图1 电弧触点系统在闭合、导电位置的功能示意图

02

WCu材料

A cross section of a typical WCu microstructure gained by sintering and infiltrating with copper is shown in figure 2. Typical compositions are 60 to 80 wt.-% W and 20 to 40 wt.-% Cu.

图2中显示了通过烧结和熔渗获得的典型WCu微观组织,其组成成分是60~80wt.%的W和20~40wt.-%的Cu。

图2 典型WCu (80/20)微观结构的截面

The inhomogeneous microstructure is caused by the very low solubility of W and Cu. The combination of the excellent electrical conductivity of Cu together with the good arcing resistance and high melting temperature as well as high arcing resistance of W, see Table I, results in the usage of contact material for energy transmission up to voltages of 1200kV.

钨和铜的溶解度极低,导致了微观结构的不均匀性。由于Cu具有优良的导电性,加上W具有良好的耐烧蚀性和较高的熔点(见表1),钨铜触头材料适用于特高压的断路器灭弧室中。

电子

03

超声相控阵原理

In general the ultrasonic device transmits electrical pulses to the probe where these pulses are converted to ultrasound waves. After transmitting the waves the probe receives the reflected echos waves as well. All received waves are converted to electrical pulses again and are evaluated by the software. Phased Array probes are composed of several piezoelectric crystals that can transmit/receive independently at different times [5]. To focus or to steer the ultrasonic beam, time delays are applied to the elements to create constructive interference of the wavefronts. Due to this the ultrasonic beam can be steered within a range of angle and/or the energy can be focused at any depth in the test specimen (see Fig. 3).

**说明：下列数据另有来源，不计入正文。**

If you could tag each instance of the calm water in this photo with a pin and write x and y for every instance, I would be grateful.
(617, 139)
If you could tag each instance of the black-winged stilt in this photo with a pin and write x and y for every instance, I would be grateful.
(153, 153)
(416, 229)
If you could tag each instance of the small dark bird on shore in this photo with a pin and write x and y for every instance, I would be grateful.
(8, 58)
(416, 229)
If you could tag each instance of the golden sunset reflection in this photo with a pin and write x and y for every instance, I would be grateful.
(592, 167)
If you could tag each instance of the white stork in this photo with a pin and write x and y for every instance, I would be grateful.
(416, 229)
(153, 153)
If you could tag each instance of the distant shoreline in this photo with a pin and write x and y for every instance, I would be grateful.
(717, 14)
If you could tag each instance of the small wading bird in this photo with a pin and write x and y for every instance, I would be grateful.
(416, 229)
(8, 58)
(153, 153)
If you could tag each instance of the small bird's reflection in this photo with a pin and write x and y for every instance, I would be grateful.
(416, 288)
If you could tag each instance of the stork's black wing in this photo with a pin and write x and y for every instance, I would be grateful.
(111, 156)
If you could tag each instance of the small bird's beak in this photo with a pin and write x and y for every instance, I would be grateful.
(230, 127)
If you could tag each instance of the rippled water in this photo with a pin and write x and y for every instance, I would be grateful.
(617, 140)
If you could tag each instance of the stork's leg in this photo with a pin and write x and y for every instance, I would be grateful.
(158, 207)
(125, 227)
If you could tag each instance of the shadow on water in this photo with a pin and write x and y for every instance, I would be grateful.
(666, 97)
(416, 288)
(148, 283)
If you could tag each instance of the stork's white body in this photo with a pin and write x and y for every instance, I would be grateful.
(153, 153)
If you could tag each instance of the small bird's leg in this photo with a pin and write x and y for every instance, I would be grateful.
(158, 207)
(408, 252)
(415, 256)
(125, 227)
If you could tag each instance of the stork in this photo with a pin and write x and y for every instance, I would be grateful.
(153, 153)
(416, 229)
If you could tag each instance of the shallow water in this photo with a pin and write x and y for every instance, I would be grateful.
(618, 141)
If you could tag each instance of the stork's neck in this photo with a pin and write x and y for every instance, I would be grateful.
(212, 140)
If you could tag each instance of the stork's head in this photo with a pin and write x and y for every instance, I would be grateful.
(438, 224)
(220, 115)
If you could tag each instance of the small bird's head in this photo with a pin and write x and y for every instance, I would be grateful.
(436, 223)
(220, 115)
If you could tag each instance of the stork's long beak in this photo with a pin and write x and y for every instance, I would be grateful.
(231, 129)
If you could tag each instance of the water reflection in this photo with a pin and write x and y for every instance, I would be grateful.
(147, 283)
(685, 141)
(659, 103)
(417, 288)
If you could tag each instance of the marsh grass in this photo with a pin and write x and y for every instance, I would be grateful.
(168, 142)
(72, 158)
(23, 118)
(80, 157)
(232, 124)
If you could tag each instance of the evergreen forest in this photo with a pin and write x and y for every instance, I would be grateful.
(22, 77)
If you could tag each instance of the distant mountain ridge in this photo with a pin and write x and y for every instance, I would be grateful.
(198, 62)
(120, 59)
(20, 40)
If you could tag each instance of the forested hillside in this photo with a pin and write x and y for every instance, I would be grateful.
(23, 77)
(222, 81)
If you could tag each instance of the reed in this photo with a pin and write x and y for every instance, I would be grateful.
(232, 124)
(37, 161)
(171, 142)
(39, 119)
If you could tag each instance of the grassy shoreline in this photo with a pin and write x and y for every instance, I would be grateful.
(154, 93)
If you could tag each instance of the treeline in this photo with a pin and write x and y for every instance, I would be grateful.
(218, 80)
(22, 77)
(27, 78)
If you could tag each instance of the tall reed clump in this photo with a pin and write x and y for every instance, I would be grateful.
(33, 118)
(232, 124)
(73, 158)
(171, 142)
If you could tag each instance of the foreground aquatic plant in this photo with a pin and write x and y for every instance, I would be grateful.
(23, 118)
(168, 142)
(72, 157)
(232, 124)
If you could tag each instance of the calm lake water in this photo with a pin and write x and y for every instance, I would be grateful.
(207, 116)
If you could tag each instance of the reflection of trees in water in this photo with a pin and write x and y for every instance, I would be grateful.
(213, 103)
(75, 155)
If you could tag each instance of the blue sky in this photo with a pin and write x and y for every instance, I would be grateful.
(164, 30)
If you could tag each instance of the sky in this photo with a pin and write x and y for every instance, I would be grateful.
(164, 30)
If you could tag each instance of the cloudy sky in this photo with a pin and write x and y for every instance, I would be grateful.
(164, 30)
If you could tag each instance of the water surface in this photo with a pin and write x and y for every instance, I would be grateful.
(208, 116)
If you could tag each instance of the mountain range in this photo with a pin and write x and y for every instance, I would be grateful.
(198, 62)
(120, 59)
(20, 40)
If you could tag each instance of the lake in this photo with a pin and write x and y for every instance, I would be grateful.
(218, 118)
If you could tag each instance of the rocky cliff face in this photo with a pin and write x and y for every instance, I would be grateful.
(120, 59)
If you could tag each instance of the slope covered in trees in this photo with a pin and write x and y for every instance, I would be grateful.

一般情况下,超声波设备将电脉冲传送到探头,这些脉冲被转换成超声波。在发射超声波后,探头也会收到反射的回波。所有接收到的波再次转换为电脉冲,并由软件进行评估。相控阵探头由多个压电晶体组成,可以在不同时间独立发射/接收[5]。为了聚焦或引导超声波束,对元件施加时间延迟,以产生波束的建设性干扰。因此,超声波波束可以被控制在一定的角度范围内,并且/或者能量可以在测试样品的任何深度聚焦(见图3)。

图3 波束控制和聚焦原理

04

相控阵超声波试验台

The task of the ultrasonic scanning system is to test the weld of the tulip within the production cycle with an offline system. Thereby it detects non connected areas in the weld seam, measures the sizes and classifies the tulips in “good” or “bad” according to given guidelines. The inspection is done by immersion technique.

超声波扫描系统的任务是在检测周期内用离线系统检测梅花触头的焊缝。因此,它检测焊缝中的非连接区域,测量尺寸,并根据给定的准则将梅花触头分为 "好 "或 "坏"。检测是通过浸入式技术完成的。

Depending on the type of tulip there are two possible probe positions to insert the ultrasonic beam perpendicular to the welding. Inspecting the 45 degree weld requires a probe position along the body. The 90 degree weld needs to be inspected from above (see figure 4).

根据梅花触头的类型,超声波束检测位置有两种:检查45度焊缝需要沿着焊缝主体的探头位置,90度焊缝需要从上方检查(见图4)。

图4 典型梅花触头的剖面图(图中标明了超声束方向)

05

相控阵测试示例

Figure 7 (right picture) shows the C-Scan image recorded with a Phased Array system, the result of the conventional immersion inspection is shown in figure 6 as a linear illustration and in figure 7 (left picture) as a round illustration. Comparing both C-Scan images it is to be seen clearly the same results but the way of recording is different. Using Phased Array technique the whole data acquisition and scan imaging lasts no longer than 10 seconds, while the conventional inspection method needs about 2 minutes. Due to the limited capability of the chosen probe in this case the resolution is slightly worse compared to the immersion probe, but it is no effort to get the same resolution like in figure 9 by using another probe.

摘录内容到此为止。